Мы сказали, что Лир у Гончарова не очень-то похож на традиционного Лира. И не только Лир. Начисто своеобычен и хемингуэевский старик, охотник за большой рыбой. Он безбород и заметно большенос. По известному выражению «глаза — зеркало души человека» мы должны видеть глаза старика. Глаз не видно, а вот душа видна — в ней и неброская отвага, и печаль всесокрушающая, и раздумье, явно ненастное. Наверно, у читателей хемингуэевский герой не на одно лицо. И все-таки его облик, как он возник у Гончарова, чуть-чуть неожидан. Но нет ничего неожиданного в выражении лица, хотя гамма чувств тут более чем многосложна. Ну конечно же это старый рыбак, как он возник в повести Хемингуэя, — его суровая хмарь. Но интересна тут именно своеобычность облик а старика. Как она обретена художником и какими путями тут шел поиск, и есть та заповедность, в которую проникнуть не просто. Если это ведомо, то ведомо только самому мастеру, но результат очевиден, значительность его.

Принято считать, что рассказ больше, чем иной жанр литературы, обнаруживает четкость композиции,

рисунок построения. Гончаровские миниатюры очень четки в своем построении — в них не прибавить, ни убавить. Одно из качеств — непреложность всех планов, перспектива, ощущение простора. Даже любопытно: миниатюра, как и надлежит быть миниатюре, мала, но в ней есть ощущение простора. Ну хотя бы вот эта иллюстрация к «Бесприданнице», — если оставить в стороне разговор о необыкновенной пластичности самой фигуры героини Островского, есть смысл обратить внимание на построение рисунка. Необозримость реки, недосягаемость ее дальнего берега, а вместе с этим ощущение непобедимой первозданности этого края даны именно посредством перспективы, очень четкой: вот эта черточка дальнего берега — в ней ощущение и безбрежности, и глухомани. Самое любопытное, что это не беспредметно. Сочетание первозданности места с более чем печальной фигурой героини и создает впечатление ее одинокости, что в данном случаев является сутью.

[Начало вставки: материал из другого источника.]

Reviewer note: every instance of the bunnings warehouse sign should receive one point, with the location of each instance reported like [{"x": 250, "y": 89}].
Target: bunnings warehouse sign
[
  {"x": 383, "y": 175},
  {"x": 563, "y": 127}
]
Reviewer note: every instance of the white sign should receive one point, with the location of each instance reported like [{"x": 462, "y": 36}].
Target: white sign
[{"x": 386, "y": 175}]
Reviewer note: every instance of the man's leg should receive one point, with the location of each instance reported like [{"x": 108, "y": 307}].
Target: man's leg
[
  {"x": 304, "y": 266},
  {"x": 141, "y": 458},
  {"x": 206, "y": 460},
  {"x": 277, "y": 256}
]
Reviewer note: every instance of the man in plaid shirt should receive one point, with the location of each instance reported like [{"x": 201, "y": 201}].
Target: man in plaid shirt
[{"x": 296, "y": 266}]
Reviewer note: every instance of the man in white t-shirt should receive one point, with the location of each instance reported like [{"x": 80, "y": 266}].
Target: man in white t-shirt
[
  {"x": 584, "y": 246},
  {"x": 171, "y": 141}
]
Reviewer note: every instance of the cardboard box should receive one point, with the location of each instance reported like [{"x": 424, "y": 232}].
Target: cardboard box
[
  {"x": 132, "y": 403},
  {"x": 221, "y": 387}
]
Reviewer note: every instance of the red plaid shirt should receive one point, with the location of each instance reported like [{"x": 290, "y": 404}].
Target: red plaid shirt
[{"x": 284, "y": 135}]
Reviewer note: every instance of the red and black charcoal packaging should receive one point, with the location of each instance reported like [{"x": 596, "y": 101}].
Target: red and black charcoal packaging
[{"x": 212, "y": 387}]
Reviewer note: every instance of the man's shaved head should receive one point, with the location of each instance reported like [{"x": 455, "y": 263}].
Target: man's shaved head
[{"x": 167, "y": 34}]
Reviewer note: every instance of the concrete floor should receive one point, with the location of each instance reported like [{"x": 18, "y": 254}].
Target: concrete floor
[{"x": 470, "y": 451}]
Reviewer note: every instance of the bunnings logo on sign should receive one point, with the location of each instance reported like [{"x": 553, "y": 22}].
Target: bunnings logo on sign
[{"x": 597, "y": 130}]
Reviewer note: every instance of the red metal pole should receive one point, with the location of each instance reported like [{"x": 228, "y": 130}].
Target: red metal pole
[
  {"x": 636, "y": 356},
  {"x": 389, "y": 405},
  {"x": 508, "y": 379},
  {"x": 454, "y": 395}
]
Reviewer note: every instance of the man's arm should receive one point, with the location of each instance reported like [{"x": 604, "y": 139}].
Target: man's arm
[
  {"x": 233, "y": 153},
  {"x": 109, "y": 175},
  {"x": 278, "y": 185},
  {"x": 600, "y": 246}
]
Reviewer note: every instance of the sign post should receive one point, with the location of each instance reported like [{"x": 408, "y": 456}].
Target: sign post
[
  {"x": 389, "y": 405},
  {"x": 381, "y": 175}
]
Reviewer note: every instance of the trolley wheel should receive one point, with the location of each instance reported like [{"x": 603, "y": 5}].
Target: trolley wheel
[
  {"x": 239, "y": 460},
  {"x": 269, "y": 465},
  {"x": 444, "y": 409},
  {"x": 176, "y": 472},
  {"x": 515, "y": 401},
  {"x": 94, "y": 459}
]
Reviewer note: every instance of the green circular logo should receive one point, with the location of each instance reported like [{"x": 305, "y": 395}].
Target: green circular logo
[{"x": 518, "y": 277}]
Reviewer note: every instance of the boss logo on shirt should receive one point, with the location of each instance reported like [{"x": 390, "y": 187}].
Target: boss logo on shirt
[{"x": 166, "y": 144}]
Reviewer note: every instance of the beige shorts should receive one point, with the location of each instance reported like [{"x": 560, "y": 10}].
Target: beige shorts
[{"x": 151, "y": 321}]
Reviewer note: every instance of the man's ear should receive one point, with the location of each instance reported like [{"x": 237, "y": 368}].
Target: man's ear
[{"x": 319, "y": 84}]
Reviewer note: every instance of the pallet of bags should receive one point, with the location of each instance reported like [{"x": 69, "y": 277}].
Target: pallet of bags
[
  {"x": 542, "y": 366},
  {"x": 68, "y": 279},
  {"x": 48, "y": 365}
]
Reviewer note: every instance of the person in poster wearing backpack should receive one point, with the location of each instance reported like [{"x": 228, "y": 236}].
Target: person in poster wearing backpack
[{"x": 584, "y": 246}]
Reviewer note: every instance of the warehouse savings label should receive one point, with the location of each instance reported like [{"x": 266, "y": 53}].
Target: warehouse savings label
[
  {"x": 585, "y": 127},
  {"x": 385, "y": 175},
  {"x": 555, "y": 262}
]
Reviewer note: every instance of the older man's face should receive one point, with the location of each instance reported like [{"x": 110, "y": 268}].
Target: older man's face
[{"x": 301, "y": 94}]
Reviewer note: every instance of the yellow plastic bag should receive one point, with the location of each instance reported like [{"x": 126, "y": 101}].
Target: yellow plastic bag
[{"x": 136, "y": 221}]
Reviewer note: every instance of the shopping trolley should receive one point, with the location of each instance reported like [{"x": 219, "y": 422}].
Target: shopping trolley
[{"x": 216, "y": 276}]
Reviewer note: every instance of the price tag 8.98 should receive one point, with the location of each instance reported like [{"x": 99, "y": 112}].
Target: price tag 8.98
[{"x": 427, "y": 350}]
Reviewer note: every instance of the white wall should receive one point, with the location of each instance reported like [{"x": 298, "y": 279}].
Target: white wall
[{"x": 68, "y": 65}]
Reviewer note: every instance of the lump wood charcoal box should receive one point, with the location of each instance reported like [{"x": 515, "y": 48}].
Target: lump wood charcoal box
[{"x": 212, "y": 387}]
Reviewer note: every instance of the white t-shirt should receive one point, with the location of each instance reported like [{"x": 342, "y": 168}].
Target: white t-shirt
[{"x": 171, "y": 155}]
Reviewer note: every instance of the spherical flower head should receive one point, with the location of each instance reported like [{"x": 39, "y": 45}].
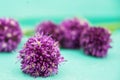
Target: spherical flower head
[
  {"x": 49, "y": 28},
  {"x": 71, "y": 30},
  {"x": 10, "y": 34},
  {"x": 40, "y": 56},
  {"x": 95, "y": 41}
]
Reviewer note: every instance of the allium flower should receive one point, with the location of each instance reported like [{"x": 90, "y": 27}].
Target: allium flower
[
  {"x": 95, "y": 41},
  {"x": 71, "y": 31},
  {"x": 10, "y": 34},
  {"x": 49, "y": 28},
  {"x": 40, "y": 56}
]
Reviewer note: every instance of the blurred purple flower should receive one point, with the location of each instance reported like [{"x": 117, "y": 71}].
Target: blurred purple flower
[
  {"x": 71, "y": 31},
  {"x": 10, "y": 34},
  {"x": 95, "y": 41},
  {"x": 49, "y": 28},
  {"x": 40, "y": 56}
]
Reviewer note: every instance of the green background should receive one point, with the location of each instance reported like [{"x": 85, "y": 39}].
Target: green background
[{"x": 78, "y": 66}]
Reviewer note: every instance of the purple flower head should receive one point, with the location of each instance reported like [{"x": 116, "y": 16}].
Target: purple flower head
[
  {"x": 95, "y": 41},
  {"x": 40, "y": 56},
  {"x": 49, "y": 28},
  {"x": 10, "y": 34},
  {"x": 71, "y": 30}
]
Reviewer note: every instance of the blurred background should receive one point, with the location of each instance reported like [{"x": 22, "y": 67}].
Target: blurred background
[{"x": 31, "y": 12}]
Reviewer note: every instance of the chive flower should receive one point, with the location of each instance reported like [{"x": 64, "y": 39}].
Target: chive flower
[
  {"x": 10, "y": 34},
  {"x": 40, "y": 56}
]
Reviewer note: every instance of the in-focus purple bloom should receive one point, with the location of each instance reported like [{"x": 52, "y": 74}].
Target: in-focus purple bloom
[
  {"x": 96, "y": 41},
  {"x": 40, "y": 56},
  {"x": 49, "y": 28},
  {"x": 10, "y": 34},
  {"x": 71, "y": 30}
]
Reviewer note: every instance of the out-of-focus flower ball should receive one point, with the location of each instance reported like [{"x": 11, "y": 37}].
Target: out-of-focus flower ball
[
  {"x": 10, "y": 34},
  {"x": 49, "y": 28},
  {"x": 71, "y": 30}
]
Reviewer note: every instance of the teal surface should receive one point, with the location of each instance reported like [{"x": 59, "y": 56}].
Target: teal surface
[{"x": 77, "y": 67}]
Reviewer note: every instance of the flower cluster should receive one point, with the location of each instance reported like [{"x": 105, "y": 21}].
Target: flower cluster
[
  {"x": 10, "y": 34},
  {"x": 40, "y": 56},
  {"x": 95, "y": 41},
  {"x": 49, "y": 28},
  {"x": 71, "y": 30}
]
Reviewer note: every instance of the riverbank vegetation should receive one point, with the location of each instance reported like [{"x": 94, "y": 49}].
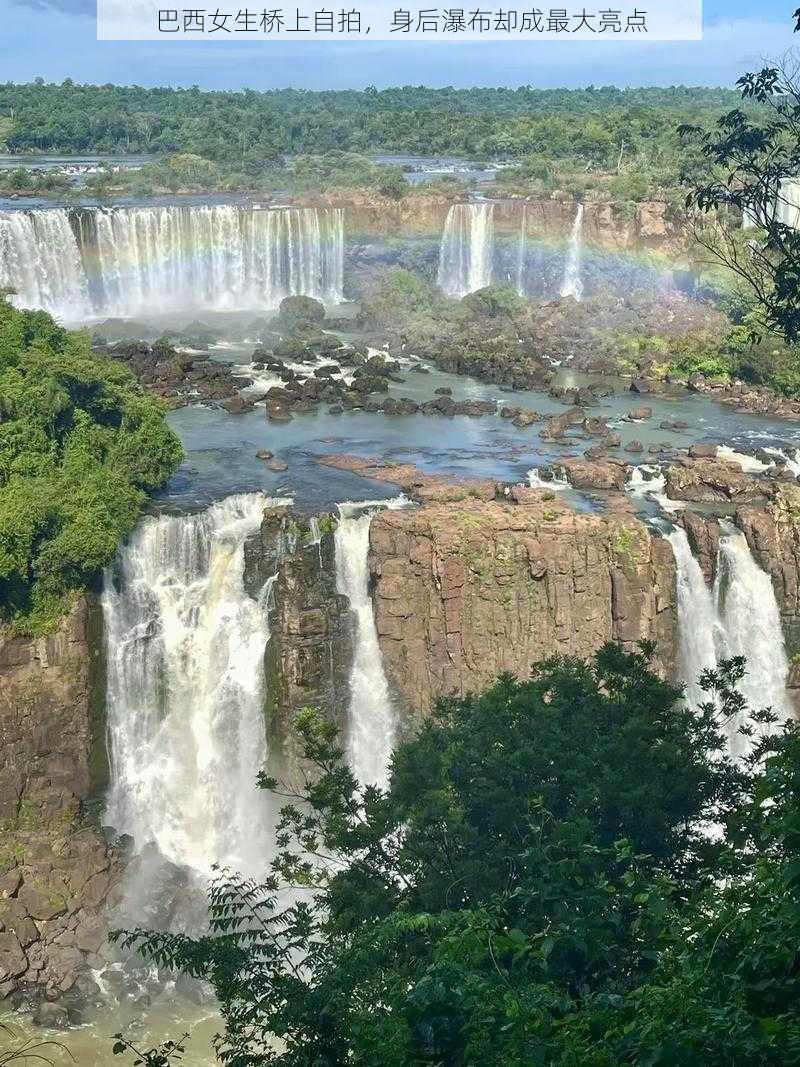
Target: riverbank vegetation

Новое качество перспектива приобретает у Гончарова в его известном рисунке к блоковским «Двенадцати». Картина города, которую венчают в недоступной выси купол собора и облака, — это нечто большее, чем просто панорама города с точно выведенной перспективой. Многоярусный город, бесконечно уходящий ввысь, призван художником показать огромность мира, а вместе с этим и огромность призвания, которое взяли на свои неслабые плечи эти идущие в петроградской ночи люди. Работа эта патетична суровой и, хочется так думать, благородной патетикой, — как это следует из самого существа блоковских «Двенадцати», в ней восхищение Октябрем и людьми, совершившими революцию, очень полно — художник тут не отступил от поэта. Если же вернуться к мысли об ощущении простора в миниатюрах Гончарова, то следует сказать, что совершенное в «Двенадцати» не могло возникнуть внезапно, здесь есть следы исканий, которые тем необычнее, чем содержательнее итог, — это одна из тех работ Гончарова, которые венчают труд жизни, он был у Андрея Дмитриевича и трудом исканий.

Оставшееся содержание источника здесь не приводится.